June 29, 2010

My world just seems to suck right now. I don’t enjoy going outside AT ALL. The noises and fast movements have me so nervous I could pee myself! We just don’t understand what is going on but Mamaw is really having a time with it. Well after all, she’s the one that has to deal with me and she has made it very clear she doesn’t want a paranoid dog. Three times today she has put the portable fence up at the front entrance and the white plastic chair. She takes me out there and tries really hard to help me to relax—is isn’t working people! Well, finally tonight I could SIT for a while but I’m uncomfortable with that.

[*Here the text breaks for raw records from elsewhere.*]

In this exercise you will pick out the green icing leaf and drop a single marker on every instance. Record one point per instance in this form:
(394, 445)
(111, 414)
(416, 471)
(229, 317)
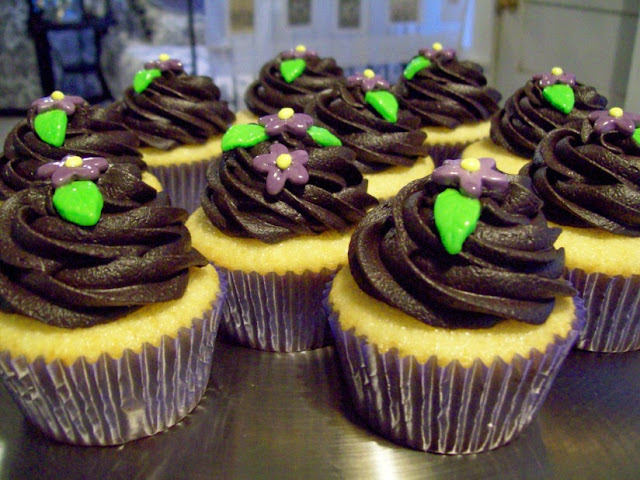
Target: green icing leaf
(323, 137)
(245, 136)
(51, 127)
(384, 102)
(79, 202)
(144, 78)
(415, 65)
(292, 69)
(560, 96)
(456, 218)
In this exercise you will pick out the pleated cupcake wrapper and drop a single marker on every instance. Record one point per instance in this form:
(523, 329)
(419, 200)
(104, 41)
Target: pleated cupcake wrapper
(183, 183)
(613, 311)
(113, 401)
(278, 313)
(451, 409)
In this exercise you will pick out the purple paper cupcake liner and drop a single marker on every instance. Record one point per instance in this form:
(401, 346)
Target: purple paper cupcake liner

Mamaw got her resume taken to Fareway today and then went to the hospital to see Miss Betty. As you can guess, I didn’t get to go. I don’t think she would take me the shape I’m in now cause I’d be too hard to control around all of the humans and elevators and automatic doors and stuff. She watched Betty do some of the physical therapy and unpacked her clean clothes. And then she called tonight and said she is moving to Fountain West in West Des Moines tomorrow at lunch time. Mamaw says she will bring the clean laundry and help Lori get her transferred and settled in.

Becky called and said they have found a mass in Cully. Oh, we hate to hear that…We do know he just hasn’t felt well but was hoping against hope that it wasn’t this. Mamaw has promised to water her plants in the morning too.

Mamaw insisted we take a walk. When we first got outside I pulled and pulled trying to get back to the house but she kept pulling me and well—finally she won. It wasn’t so bad after we got past our building cause the noises of the vehicles wasn’t as loud. I like the walks but not into it right now. And I want to spend more time in the kennel—I feel safe there and I don’t have to deal with the noises. I’m worried though—Deb Boswell from Bark Busters is coming for a follow-up lesson tomorrow. Just wait until Mamaw tells her what’s up!!! Maybe I should just run away? I can’t hide under the bed—the frame sits on the floor. Mamaw doesn’t leave the closet doors open cause I get in there and ‘raise havoc’ she says. There is no place to hide. I think I’m going to bed…tomorrow is another day (and I’m not likin it already).